Pero ahora está solo, cada vez más solo. Cuando ya se cierra el círculo de su vida, hace el balance de sus amistades. Con Miranda la relación fue ambivalente: admiró al prócer, pero no le perdonó la capitulación. A Bolívar nunca le cupo en la cabeza que Francisco de Miranda, veterano de las guerras de independencia de Estados Unidos y lugarteniente de Napoleón, se diera por vencido.

Con Páez hubo gratitud al inicio, pero luego desilusión. Ese hombre inculto y mediocre nunca entendió el proyecto bolivariano. Y así otros oportunistas que ni siquiera merecen mención. Santa Cruz incluso lo atacó, en 1829, aprovechando el desmembramiento de la Gran Colombia, pero Bolívar se dio el gusto de derrotarlo. Lo que más le dolió fue la traición de Santander.

El general Santander había sido un estratega audaz y útil. Se encargó de darle forma a la Gran Colombia, haciendo milagros para sostener al ejército libertador y al naciente Estado con las arcas prácticamente vacías. Allí donde Bolívar proyectaba una idea, estaba Santander para concretarla. El Libertador hacía castillos en el aire, y su vicepresidente hacía lo que podía aquí en la tierra: a veces no alcanzaba a tanto. Se profesaban mutua admiración. Pero cuando Nariño, por quien Bolívar sentía genuina gratitud, quiso entrar al gobierno, Santander hizo todo lo posible para apartarlo.

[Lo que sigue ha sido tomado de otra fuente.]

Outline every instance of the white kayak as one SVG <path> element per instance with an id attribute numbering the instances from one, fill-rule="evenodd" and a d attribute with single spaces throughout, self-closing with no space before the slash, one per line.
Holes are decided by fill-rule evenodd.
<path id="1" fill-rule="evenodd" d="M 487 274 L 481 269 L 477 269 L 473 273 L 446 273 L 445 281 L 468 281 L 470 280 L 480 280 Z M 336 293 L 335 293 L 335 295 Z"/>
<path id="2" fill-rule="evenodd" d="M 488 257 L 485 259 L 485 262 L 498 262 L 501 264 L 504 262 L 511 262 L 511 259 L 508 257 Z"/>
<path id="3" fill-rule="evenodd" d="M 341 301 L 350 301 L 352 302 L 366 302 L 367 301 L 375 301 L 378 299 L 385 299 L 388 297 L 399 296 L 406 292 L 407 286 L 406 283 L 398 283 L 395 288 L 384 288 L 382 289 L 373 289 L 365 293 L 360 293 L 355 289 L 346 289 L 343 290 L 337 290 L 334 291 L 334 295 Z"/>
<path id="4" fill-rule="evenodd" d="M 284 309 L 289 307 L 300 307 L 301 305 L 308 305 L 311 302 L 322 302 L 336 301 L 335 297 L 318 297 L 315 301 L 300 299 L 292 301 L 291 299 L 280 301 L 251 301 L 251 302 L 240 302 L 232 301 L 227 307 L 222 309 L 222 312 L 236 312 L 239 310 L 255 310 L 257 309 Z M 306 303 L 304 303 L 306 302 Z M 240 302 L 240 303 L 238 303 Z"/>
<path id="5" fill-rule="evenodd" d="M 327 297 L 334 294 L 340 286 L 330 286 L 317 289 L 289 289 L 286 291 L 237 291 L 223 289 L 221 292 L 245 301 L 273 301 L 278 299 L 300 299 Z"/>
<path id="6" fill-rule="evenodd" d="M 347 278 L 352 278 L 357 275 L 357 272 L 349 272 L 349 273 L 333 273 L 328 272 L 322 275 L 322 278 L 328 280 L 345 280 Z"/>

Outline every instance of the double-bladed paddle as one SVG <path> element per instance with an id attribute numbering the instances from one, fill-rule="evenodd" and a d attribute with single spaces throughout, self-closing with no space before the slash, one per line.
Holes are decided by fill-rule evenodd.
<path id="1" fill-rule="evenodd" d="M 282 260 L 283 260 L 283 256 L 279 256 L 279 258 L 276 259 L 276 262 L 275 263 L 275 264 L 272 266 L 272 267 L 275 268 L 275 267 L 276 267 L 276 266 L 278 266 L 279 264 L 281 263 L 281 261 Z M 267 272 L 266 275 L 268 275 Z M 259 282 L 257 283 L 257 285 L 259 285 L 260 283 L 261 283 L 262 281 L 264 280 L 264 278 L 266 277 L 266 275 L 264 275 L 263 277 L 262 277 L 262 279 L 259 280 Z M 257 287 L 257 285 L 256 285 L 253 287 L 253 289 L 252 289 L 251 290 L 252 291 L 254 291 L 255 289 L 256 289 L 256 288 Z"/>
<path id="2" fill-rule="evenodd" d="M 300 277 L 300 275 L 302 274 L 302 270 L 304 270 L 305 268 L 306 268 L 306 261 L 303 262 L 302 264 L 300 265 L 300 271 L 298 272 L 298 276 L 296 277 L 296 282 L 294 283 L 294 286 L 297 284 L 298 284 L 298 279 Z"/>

Luego vinieron desavenencias con Manuelita, de la que Santander llegó a hacer comentarios subidos de tono.

¿Envidia, ambición, cansancio? Probablemente un poco de las tres. Pero nadie imaginó que Santander llegara a planear el asesinato del Libertador. Después de ver frustrado el intento de golpe, iba terminar fusilado. Pero Bolívar, magnánimo, cambió la pena de muerte por la de destierro.

Al final, el único realmente fiel fue el mariscal Sucre. Excelente militar, gran persona. Era un hombre de familia, amaba con devoción a su esposa y sus hijas. Fue, siempre, el favorito de Bolívar.

Se acerca el final. Bolívar renuncia y planea irse al Viejo Continente. Manuelita borra de las paredes santafereñas, con sus propias manos, los letreros insultantes que el populacho ha escrito contra el Libertador, y en una escena grotesca de nuestra Historia, Bolívar sale de Santa Fe abucheado.

El viaje a Santa Marta es una larga despedida. En el camino encuentra amigos ocasionales, ingratos que salen a maldecirlo, campesinos sorprendidos de verlo huyendo, hacia su propia muerte, en tan pobre comitiva. Otra de las grandes paradojas es que el Libertador, despreciado por sus compatriotas, encuentra posada y atenciones en casa de un español.

Tísico y demacrado, Bolívar encuentra un instante de clarividencia, profetizando lo que sería de Suramérica con atemorizante precisión. También se ríe de sí mismo y acepta la finitud de su cuerpo y de su obra.

Finalmente nos lega su canto del cisne, la última proclama. Los pocos que han asistido a acompañar al moribundo, observan consternados cómo se va desvaneciendo este héroe complejo y contradictorio, el problemático e inimitable sol de América, hasta morir finalmente, el 17 de diciembre de 1830, a la 1 de la tarde.